Toxicity management for patients receiving novel T-cell engaging therapies

Abstract

Purpose of review: Recent clinical trials using T-cell engaging immunotherapies such as bispecific antibodies which target T cells and tumor cells, as well as engineered T cells that express targeting and activation molecules known as chimeric antigen receptors, have demonstrated powerful proof of concept. These therapies result in a significant degree of immune activation in the patient, which has correlated with greatly increased efficacy but also with notable toxicity. These therapies produce nonphysiologic T-cell activation, which is the hallmark of these new, highly active treatments.

Recent findings: We and others have noted cytokine activation profiles that correlate with both toxicity and efficacy in patients receiving T-cell engaging therapies. Effector cytokines such as interferon-γ are elevated, but so are cytokines that are associated with macrophage activation syndrome/hemophagocytic lymphohistiocytosis, such as interleukin (IL)-10 and IL-6. Although corticosteroids can control some of these toxicities, a targeted approach may produce superior toxicity control without interfering with efficacy. One approach we have developed targets IL-6, a key cytokine in the toxicity response, using the IL-6 receptor antagonist tocilizumab.
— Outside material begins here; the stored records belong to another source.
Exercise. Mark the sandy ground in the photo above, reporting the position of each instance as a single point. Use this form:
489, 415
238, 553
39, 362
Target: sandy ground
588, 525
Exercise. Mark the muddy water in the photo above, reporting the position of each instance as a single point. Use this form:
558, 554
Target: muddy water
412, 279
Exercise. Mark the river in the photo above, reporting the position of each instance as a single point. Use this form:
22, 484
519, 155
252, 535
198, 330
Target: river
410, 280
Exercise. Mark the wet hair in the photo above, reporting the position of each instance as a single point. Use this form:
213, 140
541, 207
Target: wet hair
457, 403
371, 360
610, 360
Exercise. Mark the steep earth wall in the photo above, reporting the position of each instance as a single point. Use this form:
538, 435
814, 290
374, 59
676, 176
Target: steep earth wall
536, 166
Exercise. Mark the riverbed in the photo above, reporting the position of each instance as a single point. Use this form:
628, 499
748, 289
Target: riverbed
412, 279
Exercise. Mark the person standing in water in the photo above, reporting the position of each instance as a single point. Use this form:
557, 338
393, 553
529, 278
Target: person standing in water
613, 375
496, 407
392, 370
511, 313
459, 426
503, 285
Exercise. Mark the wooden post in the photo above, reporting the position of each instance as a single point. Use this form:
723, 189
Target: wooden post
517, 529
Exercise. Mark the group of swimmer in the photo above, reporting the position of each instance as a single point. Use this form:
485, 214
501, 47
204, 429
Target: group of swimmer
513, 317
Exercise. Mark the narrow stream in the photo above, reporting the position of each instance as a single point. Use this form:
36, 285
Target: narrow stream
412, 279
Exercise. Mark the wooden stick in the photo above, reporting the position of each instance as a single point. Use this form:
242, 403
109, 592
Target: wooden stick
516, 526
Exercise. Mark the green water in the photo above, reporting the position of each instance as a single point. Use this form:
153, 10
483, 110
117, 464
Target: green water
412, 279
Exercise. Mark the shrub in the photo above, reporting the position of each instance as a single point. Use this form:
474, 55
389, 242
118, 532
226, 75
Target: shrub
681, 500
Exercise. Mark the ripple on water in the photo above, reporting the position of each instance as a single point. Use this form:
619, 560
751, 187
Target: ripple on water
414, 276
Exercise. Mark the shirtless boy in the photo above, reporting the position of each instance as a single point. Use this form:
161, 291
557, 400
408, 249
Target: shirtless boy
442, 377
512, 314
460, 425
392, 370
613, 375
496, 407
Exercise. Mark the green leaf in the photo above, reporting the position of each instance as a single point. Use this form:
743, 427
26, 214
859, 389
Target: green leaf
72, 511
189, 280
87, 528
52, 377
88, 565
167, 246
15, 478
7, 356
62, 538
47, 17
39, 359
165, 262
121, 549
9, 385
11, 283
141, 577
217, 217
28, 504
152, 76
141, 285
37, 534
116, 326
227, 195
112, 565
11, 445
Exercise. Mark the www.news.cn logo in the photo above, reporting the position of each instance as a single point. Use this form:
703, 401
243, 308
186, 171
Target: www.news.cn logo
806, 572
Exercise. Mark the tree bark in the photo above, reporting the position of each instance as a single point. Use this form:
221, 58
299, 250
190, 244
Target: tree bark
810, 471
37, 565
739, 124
Summary: Detailed studies of the T-cell activation produced by these novel therapies has led to more targeted approaches that have the potential to control toxicity while maintaining efficacy.

FIGURE 1

The chimeric antigen receptor consists of the single chain variable fragment of an antibody (scFv) that recognizes the CD19 protein on B cells and leukemia cells coupled to the CD3 zeta activation domain and costimulatory domains from CD28 and/or 4-1BB. This combines the major histocompatibility complex (MHC)-recognition of a tumor antigen with the activating potential of the T-cell receptor, allowing redirection of T cells to leukemia. Reproduced with permission from Sue Seif.